Stripe Website Requirements Explained for Indie SaaS Founders
A plain-English explanation of the pages, claims, and billing disclosures that make Stripe reviews easier.
Stripe Website Requirements Explained
Founders often hear that Stripe wants a "complete website" and stop there. The phrase sounds broad, but the practical meaning is narrower. Stripe needs enough public information to understand what the business sells, how a buyer is charged, and what happens if the buyer needs help. When those answers are visible, review tends to move faster.
The homepage should identify the business clearly
The homepage is not just for marketing. It is also evidence. A reviewer should be able to identify the product category, the likely customer, and the core use case without hunting through multiple pages. Generic AI or growth language may sound exciting, but it often weakens trust if the business itself becomes hard to classify.
Pricing pages should reduce ambiguity
Pricing pages are one of the first places reviewers look.
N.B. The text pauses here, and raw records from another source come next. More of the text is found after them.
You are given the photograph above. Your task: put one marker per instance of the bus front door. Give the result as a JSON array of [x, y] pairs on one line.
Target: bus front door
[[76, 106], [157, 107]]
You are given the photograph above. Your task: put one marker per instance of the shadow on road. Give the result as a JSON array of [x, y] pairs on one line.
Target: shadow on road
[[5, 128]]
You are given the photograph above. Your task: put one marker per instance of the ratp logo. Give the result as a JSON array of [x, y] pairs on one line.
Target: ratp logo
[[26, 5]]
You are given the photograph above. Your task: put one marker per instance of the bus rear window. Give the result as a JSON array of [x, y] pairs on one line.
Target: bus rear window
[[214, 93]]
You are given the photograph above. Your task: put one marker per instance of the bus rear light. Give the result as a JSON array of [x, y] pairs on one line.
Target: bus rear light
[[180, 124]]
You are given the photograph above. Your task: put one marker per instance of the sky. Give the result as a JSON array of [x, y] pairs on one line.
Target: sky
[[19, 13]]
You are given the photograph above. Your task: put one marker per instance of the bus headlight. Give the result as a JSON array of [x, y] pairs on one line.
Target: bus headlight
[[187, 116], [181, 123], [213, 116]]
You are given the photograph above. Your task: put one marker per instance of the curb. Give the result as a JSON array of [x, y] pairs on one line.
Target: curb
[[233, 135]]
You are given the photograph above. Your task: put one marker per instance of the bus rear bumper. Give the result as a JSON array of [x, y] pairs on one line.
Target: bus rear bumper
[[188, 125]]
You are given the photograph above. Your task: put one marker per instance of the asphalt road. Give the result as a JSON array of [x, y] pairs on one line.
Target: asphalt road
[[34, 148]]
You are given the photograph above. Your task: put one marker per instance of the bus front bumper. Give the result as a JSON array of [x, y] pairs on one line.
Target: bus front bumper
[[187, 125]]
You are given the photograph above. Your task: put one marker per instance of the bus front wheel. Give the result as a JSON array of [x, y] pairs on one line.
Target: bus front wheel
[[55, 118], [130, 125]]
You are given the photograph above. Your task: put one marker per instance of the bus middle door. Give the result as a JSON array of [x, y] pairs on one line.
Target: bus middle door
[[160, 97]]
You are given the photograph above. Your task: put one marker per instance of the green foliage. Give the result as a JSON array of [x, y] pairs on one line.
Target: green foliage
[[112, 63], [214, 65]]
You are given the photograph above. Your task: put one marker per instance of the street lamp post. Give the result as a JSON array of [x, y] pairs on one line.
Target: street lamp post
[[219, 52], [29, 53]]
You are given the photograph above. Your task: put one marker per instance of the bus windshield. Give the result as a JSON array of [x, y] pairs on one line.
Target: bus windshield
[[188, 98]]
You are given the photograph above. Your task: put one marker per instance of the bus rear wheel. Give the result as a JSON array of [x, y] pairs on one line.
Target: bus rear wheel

A strong pricing page usually explains whether charges are recurring, whether there is a trial, what cancellation means, and what the customer receives at each tier. Hidden pricing is not always disqualifying, but incomplete billing language can create avoidable manual review.
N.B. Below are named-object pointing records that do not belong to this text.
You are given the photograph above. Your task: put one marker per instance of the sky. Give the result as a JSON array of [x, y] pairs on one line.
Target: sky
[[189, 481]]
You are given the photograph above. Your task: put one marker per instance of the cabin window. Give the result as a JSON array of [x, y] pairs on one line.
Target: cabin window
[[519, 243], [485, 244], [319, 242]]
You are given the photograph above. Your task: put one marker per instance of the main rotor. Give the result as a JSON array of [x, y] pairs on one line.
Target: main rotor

Legal pages are trust pages
Privacy and terms pages are not only legal assets. They are operational trust signals. Stripe reviewers often want to see that the business has basic customer-facing policies in place. Adding these pages to the footer and making sure they describe the real product is a simple but meaningful improvement.
Refund or cancellation terms are especially important
Subscriptions create questions around renewals, refunds, and disputes. A founder does not need a massive legal memo, but the site should explain what customers can expect. If charges recur, say that. If cancellation stops the next invoice, say that. If some plans are non-refundable, make that visible before checkout.
Support should be easy to find
Reviewers need confidence that customers can reach the business. A support email, help center, or contact page all help. The exact format matters less than the visibility. If a customer has to dig through the footer to find a form, trust is weaker.
A practical website requirements checklist
- One-sentence explanation of the product on the homepage.
- Transparent pricing and billing cadence.
- Footer links to privacy, terms, and refund or cancellation details.
- A visible support path.
- Consistent language across homepage, pricing, and legal pages.
The real takeaway
Stripe website requirements are mostly about removing uncertainty. If the website makes the business look understandable, contactable, and buyer-ready, the application starts from a stronger baseline. Most founders do not need more pages. They need clearer pages.